The dwindling stores of medications are not the only reason why prevention is superior to drugs. Mental symptoms and diseases are among the side effects of many treatments. Doxycycline for malaria causes anxiety, depression, and hallucinations. Interferon for hepatitis C can cause or worsen depression, and HAART, drug regimens against AIDS, can cause paranoia, hallucinations, and catatonia, turning patients into mute, immobile “living statues.” And as we’ve seen, even safe, effective treatments yield limited results because infection-associated brain damage cannot always be reversed.

This makes the development of vaccines for the developing world and poor enclaves of the United States critically important. The Sabin Vaccine Institute, for example, is already testing new vaccines against schistosomiasis and hookworm in clinical trials in Brazil and Gabon.
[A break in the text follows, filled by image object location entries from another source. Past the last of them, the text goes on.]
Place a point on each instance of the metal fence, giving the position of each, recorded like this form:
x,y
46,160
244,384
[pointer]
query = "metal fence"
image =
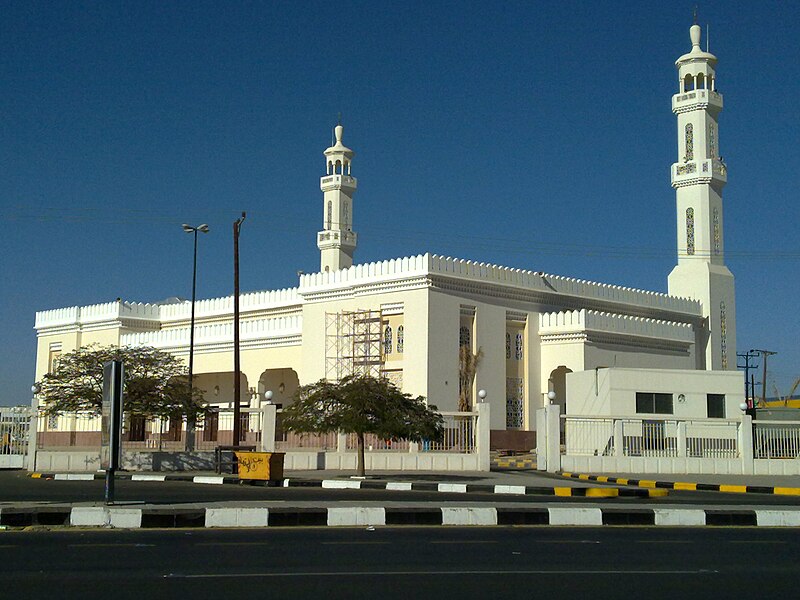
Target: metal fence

Closer to home, Hotez is developing vaccines with funding from the United States and Japanese governments and from institutions such as the Gates Foundation, which have already funded some needed vaccines.

But we need to know even more, says Robert Yolken of Johns Hopkins, reminding us that immense numbers of the mentally ill in poor and developing nations go undiagnosed. Moreover, we are not even aware of many pathogens that undoubtedly exist in such areas and may also cause cognitive problems.

From the mutual contagion of immigrants and citizens, to the changes in our climate, which grows ever more welcoming to subtropical pathogens, to the African winds blowing microbes our way, to the already sickened ethnic enclaves within our borders, the problem must be addressed on purely communitarian grounds. Treatment and prevention are not optional. Selectively withholding care from poor people of color is indefensible on ethical grounds, but self-interest also demands that we address NTDs, because these are now U.S. diseases. Our medical interdependence makes this everyone’s problem.